15 risposte su “Ripristino di un Domain Controller”

  1. Aggiungerei che (se non ricordo male) il ripristino del system state con strumenti diversi da NTBackup non e’ supportato e 9 su 10 non funziona.

    Ma spero di sbagliarmi…

    Max.

  2. e tutto questo ambaradan solo per non aver comprato sei ups.

    ho un cliente che farà la stessa fine…voltaggio ambientale massimo sui 180V, sbalzi di tensione continui e interruzioni ambientali ormai giornaliere…con tutto ciò si ostina a non prendere i gruppi.

  3. Nella classica speranza del sistemista che si augura di non dover mai mettere mano ad una situazione così disgraziata mi stampo il post e me lo metto tra la documentazione cartacea di emergenza.
    Dovrei fare anch’io dei post della serie “come uscire da una situazione di merda e riuscire a tornare a casa per cena”..

    ciao Andrea 🙂
    Cristian

  4. Sembra quasi una delle mie giornate lavorative che iniziano male, ma poi finiscono abbastanza bene.
    Complimenti Andrea
    …e al cliente è andata veramente di lusso…

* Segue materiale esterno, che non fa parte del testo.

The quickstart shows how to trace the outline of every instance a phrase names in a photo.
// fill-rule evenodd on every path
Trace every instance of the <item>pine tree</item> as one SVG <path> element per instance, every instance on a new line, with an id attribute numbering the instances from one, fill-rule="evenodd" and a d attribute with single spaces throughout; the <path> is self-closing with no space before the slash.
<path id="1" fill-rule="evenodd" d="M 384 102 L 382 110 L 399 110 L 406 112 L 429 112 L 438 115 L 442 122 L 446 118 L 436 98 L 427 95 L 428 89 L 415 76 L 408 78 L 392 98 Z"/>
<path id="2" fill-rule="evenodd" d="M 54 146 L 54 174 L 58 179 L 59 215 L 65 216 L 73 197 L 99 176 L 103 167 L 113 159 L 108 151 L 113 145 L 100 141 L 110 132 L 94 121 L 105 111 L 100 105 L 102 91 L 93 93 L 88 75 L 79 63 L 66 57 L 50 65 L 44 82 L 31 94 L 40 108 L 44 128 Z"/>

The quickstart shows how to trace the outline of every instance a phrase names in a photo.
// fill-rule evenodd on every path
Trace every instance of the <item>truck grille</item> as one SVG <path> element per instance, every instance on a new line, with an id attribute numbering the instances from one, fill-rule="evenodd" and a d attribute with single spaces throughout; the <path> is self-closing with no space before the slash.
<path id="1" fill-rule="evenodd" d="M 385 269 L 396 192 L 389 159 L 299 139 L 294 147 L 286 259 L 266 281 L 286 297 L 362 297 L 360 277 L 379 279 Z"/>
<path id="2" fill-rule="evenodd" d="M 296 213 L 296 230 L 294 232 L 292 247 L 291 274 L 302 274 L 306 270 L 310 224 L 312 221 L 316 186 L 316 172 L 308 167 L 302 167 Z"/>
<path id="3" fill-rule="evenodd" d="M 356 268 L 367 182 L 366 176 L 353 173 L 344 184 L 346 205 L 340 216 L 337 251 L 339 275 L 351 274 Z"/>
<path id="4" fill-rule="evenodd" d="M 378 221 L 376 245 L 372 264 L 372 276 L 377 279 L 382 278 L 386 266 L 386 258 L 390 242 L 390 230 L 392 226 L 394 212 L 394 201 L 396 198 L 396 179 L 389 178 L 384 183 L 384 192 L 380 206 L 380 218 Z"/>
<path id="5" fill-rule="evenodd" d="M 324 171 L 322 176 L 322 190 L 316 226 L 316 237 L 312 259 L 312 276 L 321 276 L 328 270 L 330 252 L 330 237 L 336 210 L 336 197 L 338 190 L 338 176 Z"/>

  5. Scusa, ma non potevi promuovere a DC un altra macchina (anche virtuale … provvisoria) brasare completamente la macchina in oggetto e poi promuoverla nuovamente a DC ? Utilizzando un paio di client (duplice copia) presenti per l’archivio dei file mantenedoli aggiornati con dei banalissimi robocopy ?

    my two cents

    Ciao

  6. No, non potevo: avrei perso tempo a installare una macchina in più (virtuale) e l’ambiente virtuale che non avevo. Inoltre così facendo mi sono risparmiato la reinstallazione e riconfiguazione di db e applicativi gestionali.

  7. Ciao,
    innanzitutto complimenti per la pazienza e il lavoro svolto. io avrei da chiederti un consiglio. in laboratorio ho un server IBM formattato, in quanto dopo un tentativo di ripristino dei dati e del system state, il server non caricava più windows e si riavviava in loop continuo. Devo premettere che il ripristino è stato eseguito da un backup di NTBackup di una macchina virtuale (che non è altro che il server in questione allo stato precedente!), ma dopo il ripristino ho riscontrato alcuni file che davano errori. adesso mi chiedo, nei prossimi giorni che riconsegno il server e dovrò ripristinare il backup, il server formattato devo comunque portarlo già al SP2?
    secondo…il system state di una macchina virtuale (essendo comunque la virtualizzazione del server fisico) è diverso da quello del server fisico?
    grazie anticipatamente

  8. Se non ricordo male il ripristino del s.s. va accompagnato al ripristino totale dei dischi, dei quali serve il backup completo. Il s.s. della macchina virtuale è certamente diverso da quella della fisica.